The chief scientific officer of Caribou Biosciences discussed results from preclinical research evaluating the gene editing approach.
This is the second part of an interview with Steve Kanner, PhD. For the first part, click here.
“[W]e saw a 98% reduction of the Ttr, which is extraordinary, and would keep pace with what's been observed using sRNA approaches.”
Transthyretin amyloidosis (ATTR) and familial hypercholesterolemia (FH) have both been linked to genes expressed in the liver: transthyretin (Ttr) in the case of ATTR and proprotein convertase subtilisin/kexin type 9 (Pcsk9) and angiopoietin-like 3 (Angptl3) in the case of FH. Thus far, effective commercially-available and investigational treatments for ATTR and FH have largely taken the form of small RNA (sRNA) therapeutics, antisense oligonucleotides, or monoclonal antibodies. Although such treatments may have the potential to suppress expression of the aforementioned genes, they require regular, continuous redosing to achieve this outcome. On the other hand, Caribou Biosciences is currently working on a CRISPR-based gene editing approach that may be able to knock out expression of these genes in the liver with a single, 1-time treatment. The company’s Cas12a CRISPR hybrid RNA-DNA (chRDNA) genome-editing technology, which is delivered by lipid nanoparticles (LNPs), utilizes an RNA-DNA guide with the intention of achieving precise on-target edits with a reduced risk of off-target edits, in comparison to what would be expected with an all-RNA guide. The company recently presented preclinical research evaluating the chRDNA technology in mice at the American Society of Gene & Cell Therapy (ASGCT) 27th Annual Meeting, held May 7 to 10, 2024, in Baltimore, MD.

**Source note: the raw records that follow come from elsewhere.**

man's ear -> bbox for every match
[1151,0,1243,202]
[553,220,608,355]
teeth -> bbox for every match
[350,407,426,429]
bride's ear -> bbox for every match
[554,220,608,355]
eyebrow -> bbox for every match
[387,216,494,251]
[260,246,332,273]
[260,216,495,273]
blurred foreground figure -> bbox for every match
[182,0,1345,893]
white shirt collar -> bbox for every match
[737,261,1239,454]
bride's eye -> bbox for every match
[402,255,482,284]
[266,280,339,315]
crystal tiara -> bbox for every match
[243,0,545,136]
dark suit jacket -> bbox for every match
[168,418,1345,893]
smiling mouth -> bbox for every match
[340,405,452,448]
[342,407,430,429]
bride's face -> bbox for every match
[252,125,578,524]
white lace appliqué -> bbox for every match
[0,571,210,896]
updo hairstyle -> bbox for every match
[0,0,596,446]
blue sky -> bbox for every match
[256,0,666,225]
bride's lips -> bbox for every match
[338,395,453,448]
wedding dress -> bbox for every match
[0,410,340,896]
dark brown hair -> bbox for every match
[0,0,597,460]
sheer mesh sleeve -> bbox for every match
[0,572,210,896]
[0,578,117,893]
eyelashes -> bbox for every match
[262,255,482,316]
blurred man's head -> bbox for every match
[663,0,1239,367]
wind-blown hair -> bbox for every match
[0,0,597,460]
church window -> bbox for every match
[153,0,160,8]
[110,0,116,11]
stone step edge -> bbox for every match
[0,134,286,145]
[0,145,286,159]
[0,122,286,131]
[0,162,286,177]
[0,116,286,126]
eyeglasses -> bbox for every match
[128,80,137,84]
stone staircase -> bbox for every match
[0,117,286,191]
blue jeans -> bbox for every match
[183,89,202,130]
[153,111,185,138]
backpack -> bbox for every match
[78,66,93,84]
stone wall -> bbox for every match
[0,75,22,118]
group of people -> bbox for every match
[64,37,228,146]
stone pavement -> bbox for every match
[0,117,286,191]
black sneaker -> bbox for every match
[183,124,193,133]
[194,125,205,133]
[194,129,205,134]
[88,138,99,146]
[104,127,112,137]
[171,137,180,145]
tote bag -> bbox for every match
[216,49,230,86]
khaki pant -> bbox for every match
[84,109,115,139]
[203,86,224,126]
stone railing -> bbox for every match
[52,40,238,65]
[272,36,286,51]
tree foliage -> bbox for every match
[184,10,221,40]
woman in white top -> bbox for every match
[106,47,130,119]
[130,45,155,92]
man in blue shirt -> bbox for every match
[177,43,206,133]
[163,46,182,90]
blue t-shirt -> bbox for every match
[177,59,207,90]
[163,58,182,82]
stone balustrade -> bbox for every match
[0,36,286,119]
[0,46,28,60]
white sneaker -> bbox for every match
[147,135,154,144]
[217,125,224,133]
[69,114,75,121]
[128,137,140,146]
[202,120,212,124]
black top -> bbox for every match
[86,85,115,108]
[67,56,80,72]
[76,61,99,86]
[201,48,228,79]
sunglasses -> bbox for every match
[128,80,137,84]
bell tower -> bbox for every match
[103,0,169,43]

Shortly after the conference, CGTLive® spoke with Steve Kanner, PhD, the chief scientific officer of Caribou Biosciences, to learn more about the company’s findings in this early research. Kanner gave some background about ATTR and FH and the rationale behind Caribou’s approach. He then went over the results of the research, emphasizing that the chRDNA technology was indeed able to reduce expression of Ttr, Pcsk9, and Angptl3 in mice. Kanner also spoke about potential areas of interest for further research, such as combination approaches targeted at multiple genes or using the chRDNA technology to fix a mutated gene rather than knock out its expression.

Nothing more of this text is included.